華當寧已經吃虧一次,為了報復讓“柳扶月”數錢數到手抽筋,派人將四千九百九十八的銀票都換成了一兩一兩的白銀,直接抬著好幾個箱子大搖大擺送煦王府。其他各院的夫人聽說了這場鬧事之后都非常想去朱雀榭看看,但最終沒有都過去,只能再各自的院子中等風聲傳進來。
穆長縈看著一箱箱裝著白花花銀子的箱子被送進院子里,簡直要給華當寧好好鼓掌,他怎么就這么了解自己的心思,她剛剛還犯愁如果華當寧給她銀票,她該怎么換白銀,現在好了,省下她不少麻煩事。
可憐的小侯爺要是知道自己歪打正著,肯定得會把剛剛吐的血再吐一遍。
丁午一一確認銀兩后,對王妃說:“四千九百九十八兩,一兩不多,一兩不少。”、
“好。”穆長縈還是第一次近距離看著這些閃閃發光的銀子,越來越覺得自己賺到了。
“丁官家。”穆長縈開始安排這些銀子的去處:“整個煦王府有一個算一個,眾人平等,每人先分個一兩。”
煦王府仆人丫鬟廚子園丁再加上五百府府兵通通算下來,王妃這筆出賬可就有一千兩銀子了。
丁午問:“王妃是想打賞?”
穆長縈搖頭:“不是我,是王爺。這是王爺的衣服換的錢,我不吞這些。告訴所有人,這是王爺的心意,我就是個代勞的。”
丁午會意。其實煦王府的開銷不小,除了日常的生活開銷之外,給的工錢和福利也都是華京標準以上,當然這都是在煦王府能夠支撐的基礎上制定的規矩。但是煦王府的帳大多都是丁午在管,府中支出買賣安排也都是由主母側妃高令顏全權負責,對于賞金這頭來說,其實煦王府給的不多。現在王妃以個人的能力賺了四千九百九十八兩銀子便是走她的私賬,直接拿出一部分錢財打賞眾人是王妃的恩惠,別人說不到她的頭上來。
只是令丁午詫異并感動的地方在于,賞金是從王妃的手里出的,但是情她卻都算在了王爺的頭上。那這就不算是王妃收買人心,而是替王爺塑造形象了。
穆長縈沒有注意丁午看自己的眼神充滿柔和,而是抱著臂低頭看著剩下的銀子怎么安排。
“再拿出四百八十兩買些大米,給城外的施粥棚和贈米棚,”
兩個月前的大旱雖然緩解,但是對于早就旱死了麥苗走投無路的百姓來說,城外的施粥棚和贈米棚就是他們今年的唯一的依靠。

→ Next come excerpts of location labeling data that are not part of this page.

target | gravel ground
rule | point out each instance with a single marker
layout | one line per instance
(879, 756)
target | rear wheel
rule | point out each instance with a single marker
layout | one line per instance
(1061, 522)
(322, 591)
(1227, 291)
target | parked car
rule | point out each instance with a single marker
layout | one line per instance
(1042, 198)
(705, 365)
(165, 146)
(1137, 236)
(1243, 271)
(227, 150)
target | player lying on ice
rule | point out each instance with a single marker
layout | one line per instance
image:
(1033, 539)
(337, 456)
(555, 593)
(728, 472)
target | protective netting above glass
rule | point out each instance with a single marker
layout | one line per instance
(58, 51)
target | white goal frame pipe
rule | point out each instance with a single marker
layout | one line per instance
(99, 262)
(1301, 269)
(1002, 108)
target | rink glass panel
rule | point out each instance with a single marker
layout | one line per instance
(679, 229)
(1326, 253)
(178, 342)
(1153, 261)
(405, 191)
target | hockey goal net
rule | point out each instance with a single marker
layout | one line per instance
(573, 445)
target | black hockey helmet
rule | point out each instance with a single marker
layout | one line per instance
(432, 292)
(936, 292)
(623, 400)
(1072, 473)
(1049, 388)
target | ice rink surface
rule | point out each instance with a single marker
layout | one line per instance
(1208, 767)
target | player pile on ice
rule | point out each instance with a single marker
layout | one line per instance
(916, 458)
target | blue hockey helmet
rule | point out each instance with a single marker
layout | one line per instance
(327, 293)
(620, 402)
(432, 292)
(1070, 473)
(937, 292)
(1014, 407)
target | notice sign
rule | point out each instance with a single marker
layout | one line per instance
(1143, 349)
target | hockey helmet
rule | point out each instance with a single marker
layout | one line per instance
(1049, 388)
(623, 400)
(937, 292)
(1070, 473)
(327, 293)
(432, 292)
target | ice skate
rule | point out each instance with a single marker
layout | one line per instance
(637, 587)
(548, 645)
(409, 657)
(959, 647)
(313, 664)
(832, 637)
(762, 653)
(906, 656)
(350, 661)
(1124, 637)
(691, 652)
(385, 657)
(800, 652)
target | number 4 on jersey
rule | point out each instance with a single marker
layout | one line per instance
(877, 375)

這次朝中善舉是陛下欽定,戶部參與,禁軍親自督辦。穆長縈早就想過去幫忙,只是既然已經有戶部和禁軍兩方攜辦,她不好插手。所以干脆趁著這筆收入送去給難民食物。
“還是用王爺的名義。”
丁午建議說:“老奴對王妃的舉動很是感動,但是施贈之事王爺作為朝中大臣不方便插手戶部的安排。”
戶部說到底還是高相國的勢力,莫久臣能夠說動陛下用禁軍監督實屬不易,應該避嫌才是。
“原來是這樣。”穆長縈考慮不周,想了想說:“那就隨便找個人吧。”
“念念如何?”南舊亭一直都在旁,適時開口:“王妃在醉人坊留下的名字便是念念。”
穆長縈眼睛一亮:“可以。還是阿亭的腦子靈光。”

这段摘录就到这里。